Reden Sie mit ihm offen, klar und liebevoll. Wenn ihm Ihre Ehe wichtig ist, sollte er Ihre Nöte ernst nehmen. Beschreiben Sie Ihre Ohnmacht und Ihre Hilflosigkeit bezüglich seiner Mutter. Machen Sie ihm klar, dass Sie die Seite seiner Mutter verstehen, aber Distanz brauchen. Und Respekt, sowohl von ihm als auch von ihr. Lassen Sie alle Vorwürfe (davon hat er sicher schon genug gehört...) und sprechen Sie nur über Ihre Wünsche und die positiven Resultate, die Sie sich für Ihre Ehe und die ganze Familie erhoffen.
Danach sollten Sie beide in Ruhe mit Ihrer Schwiegermutter reden und ihr den Platz in der Familie deutlich beschreiben, den sie einnehmen soll. Sagen Sie ihr, was Sie an ihr schätzen, womit sie Sie unterstützen kann. Erklären Sie ihr, dass Sie ein gutes Verhältnis wollen und verstehen, dass sie Teil haben möchte an Ihrer aller Leben.

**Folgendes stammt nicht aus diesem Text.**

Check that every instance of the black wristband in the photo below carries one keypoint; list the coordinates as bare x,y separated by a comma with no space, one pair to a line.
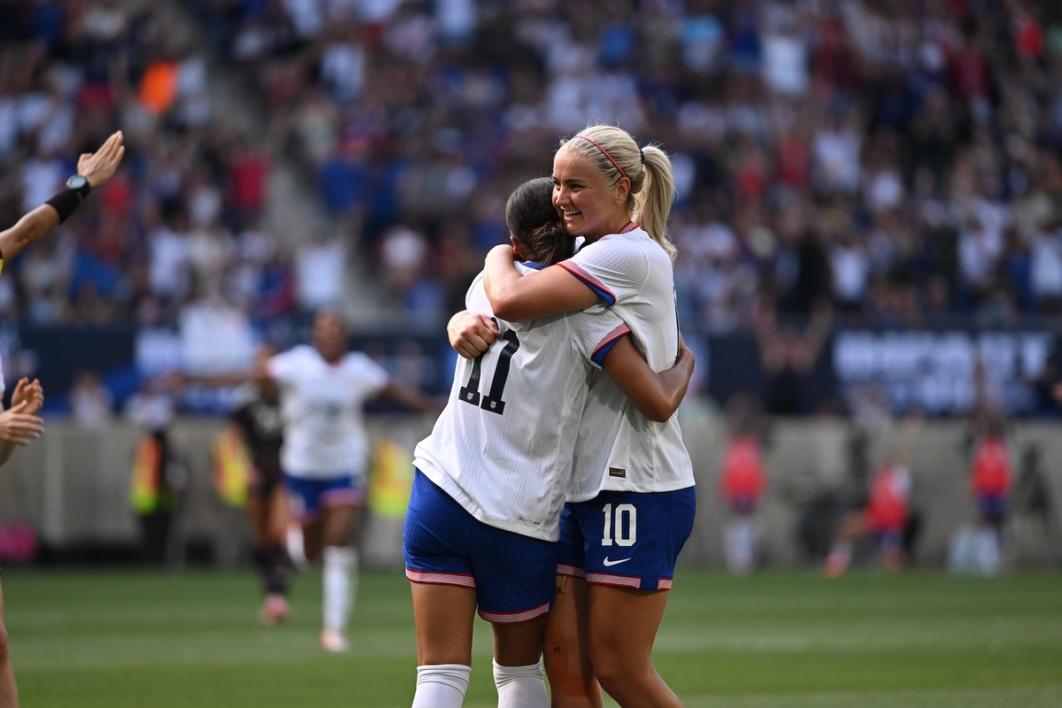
65,203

Sie wird sich nicht im Handumdrehen ändern können. Das braucht Zeit und viel Geduld, auf beiden Seiten. Wenn Ihre Schwiegermutter aber merkt, dass auch sie ein Platz im Familienboot hat, gewinnt sie vielleicht an Sicherheit und kann allmählich den Kampf (los-) lassen. Sagen Sie ihr beide (!) klar und respektvoll, was Sie sich von Ihr wünschen und welche positiven Konsequenzen ein verändertes Verhalten für alle hat.
Vielleicht verabreden Sie ein Stichwort, dass die Grenze ausdrückt, über die Frau Mama tritt, wenn Sie wieder versucht, Ihnen ihre gut gemeinten Ratschläge auf`s Auge zu drücken. Nehmen Sie ein positiv besetztes Wort wie „Sonnenschein“ oder einen Satz wie „Bitte denk an unsere Verabredung.“ Und bedanken Sie sich ausdrücklich, wenn Ihre Schwiegermutter ein entspanntes Gespräch mit Ihnen führt. „So wünsche ich mir das, danke für deine Rücksicht.“
Liebe Vanessa, ich wünsche Ihnen Kraft, die richtigen Worte und gute Gespräche. Für Sie, Ihren Mann, Ihre Kinder und Ihren Schwiegertiger.